Member of Parliament, Lok Sabha
- In office 2019–2024
- Preceded by: Upendra Kushwaha
- Succeeded by: Raja Ram Singh Kushwaha
- In office 2009–2014
- Preceded by: Constituency created
- Succeeded by: Upendra Kushwaha
- Constituency: Karakat

Member of Bihar Legislative Assembly
- In office 1995–2009
- Preceded by: Lalmuni Chaubey
- Succeeded by: Brij Kishor Bind
- Constituency: Chainpur

Personal details
- Born: 20 April 1955 (age 70)
- Party: Janata Dal (United)
- Other political affiliations: Rashtriya Janata Dal

= Mahabali Singh =

Indian politician

Mahabali Singh Kushwaha(born 20 April 1955) is an Indian politician belonging to Bhabua, Kaimur district, Bihar. He was a member of the Indian Parliament, representing Karakat.

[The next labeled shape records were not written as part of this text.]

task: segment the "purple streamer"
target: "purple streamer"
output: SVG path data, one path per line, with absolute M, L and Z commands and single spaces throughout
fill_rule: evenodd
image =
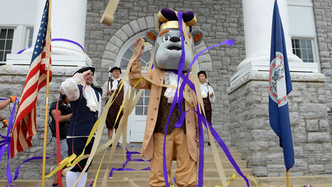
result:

Mahabali Singh twice represented Chainpur seat in Bihar Legislative Assembly as a member of the Bahujan Samaj Party. During his second tenure, he defected to Rashtriya Janata Dal of Lalu Prasad Yadav and became the PWD minister in the government led by Rabri Devi in 2002.

Later, Singh joined Janata Dal (United), led by Nitish Kumar, and won the Chainpur seat in the 2005 and 2006 assembly elections.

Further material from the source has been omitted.